Le livre
Ils avaient oublié quel était ce livre
mais étaient tous d’accord pour dire qu’il lisait quand ils sont arrivés
dans les parages
avec une longue liste.
Il lisait encore quand le silence s’est fait et que les godillots des gardiens
ont résonné dans la cour comme la terre qui tombe sur un cercueil.
Il lisait encore quand ils ont passé une à une les cellules et qu’on entendait
sèchement les noms et prénoms
puis le patronyme enfin
coup de grâce.
Dans quelle maison sur quels arbres avait-il emporté le livre
sur quel rocher s’était-il assis, pieds nus dans l’écume de la mer
personne n’a su me dire.
Si ce n’est que, lorsqu’ils l’ont interrompu
il l’a refermé avec regret en disant que c’est un beau livre
quel dommage de n’avoir pas eu le temps de le finir.
J’essaierai de le trouver, ce livre-là.
Je l’ouvrirai à sa page cornée
et
s’il m’est permis
je le lirai jusqu’à la fin.
TU T’OBSTINERAS
.
Aussi haut puisses-tu monter, ici tu resteras.

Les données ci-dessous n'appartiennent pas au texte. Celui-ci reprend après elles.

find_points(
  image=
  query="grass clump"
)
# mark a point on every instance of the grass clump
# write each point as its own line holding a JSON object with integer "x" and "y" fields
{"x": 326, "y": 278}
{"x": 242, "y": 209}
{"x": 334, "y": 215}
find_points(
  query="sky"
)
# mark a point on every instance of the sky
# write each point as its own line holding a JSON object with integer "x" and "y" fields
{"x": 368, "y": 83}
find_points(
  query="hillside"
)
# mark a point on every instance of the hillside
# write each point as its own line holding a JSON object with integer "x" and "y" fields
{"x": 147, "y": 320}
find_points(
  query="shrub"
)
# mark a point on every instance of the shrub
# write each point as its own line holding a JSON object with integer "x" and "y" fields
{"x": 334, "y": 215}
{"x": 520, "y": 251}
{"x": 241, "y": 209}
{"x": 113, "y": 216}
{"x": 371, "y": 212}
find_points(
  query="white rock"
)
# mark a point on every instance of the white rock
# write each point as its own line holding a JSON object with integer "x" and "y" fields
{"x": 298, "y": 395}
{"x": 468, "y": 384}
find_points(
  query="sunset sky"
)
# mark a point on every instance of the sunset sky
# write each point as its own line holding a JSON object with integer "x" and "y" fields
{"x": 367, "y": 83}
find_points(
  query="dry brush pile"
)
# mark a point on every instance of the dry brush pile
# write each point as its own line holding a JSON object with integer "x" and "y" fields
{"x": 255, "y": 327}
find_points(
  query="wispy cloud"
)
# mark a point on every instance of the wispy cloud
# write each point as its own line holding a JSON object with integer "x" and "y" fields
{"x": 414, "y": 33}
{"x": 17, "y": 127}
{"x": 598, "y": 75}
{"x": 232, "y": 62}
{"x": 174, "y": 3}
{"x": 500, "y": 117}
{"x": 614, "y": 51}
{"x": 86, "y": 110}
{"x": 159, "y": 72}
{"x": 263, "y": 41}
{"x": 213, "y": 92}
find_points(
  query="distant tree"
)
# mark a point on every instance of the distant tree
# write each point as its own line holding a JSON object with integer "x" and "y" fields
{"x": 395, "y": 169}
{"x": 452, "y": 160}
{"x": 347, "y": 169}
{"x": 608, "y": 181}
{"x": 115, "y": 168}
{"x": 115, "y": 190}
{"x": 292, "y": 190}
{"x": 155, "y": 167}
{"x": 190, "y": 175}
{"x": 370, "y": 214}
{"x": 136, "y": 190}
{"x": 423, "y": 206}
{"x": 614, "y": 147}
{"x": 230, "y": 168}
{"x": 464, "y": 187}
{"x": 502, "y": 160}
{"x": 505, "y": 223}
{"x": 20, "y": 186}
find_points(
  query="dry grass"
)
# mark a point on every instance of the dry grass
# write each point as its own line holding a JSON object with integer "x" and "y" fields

Tu trébucheras et tu tomberas ici dans les décombres
à tracer des lignes
ici tu t’obstineras sans contrainte
sans jamais te réfugier dans une commode détresse
___________________________________jamais dans le mépris
et même si ont la force aujourd’hui ceux qui bâtissent la dévastation
et même si tu vois des colonnes d’hommes partir en rang vers la menuiserie
accepter fièrement
leur chantournement
et se placer dans de strictes cases
_______________________comme des pions.
Toi, tu t’obstineras comme si tu mesurais le temps par la succession des pétrifications
comme si tu étais sûr qu’un jour viendra
où les gendarmes et les vigiles tomberont l’uniforme.
Ici dans les décombres ensemencées de sel
que tu le veuilles ou non, tu avanceras
en calculant l’inclinaison à donner aux niveaux
tu t’obstineras, sciant seul les pierres
que tu le veuilles ou non, il te faut acquérir ton propre espace.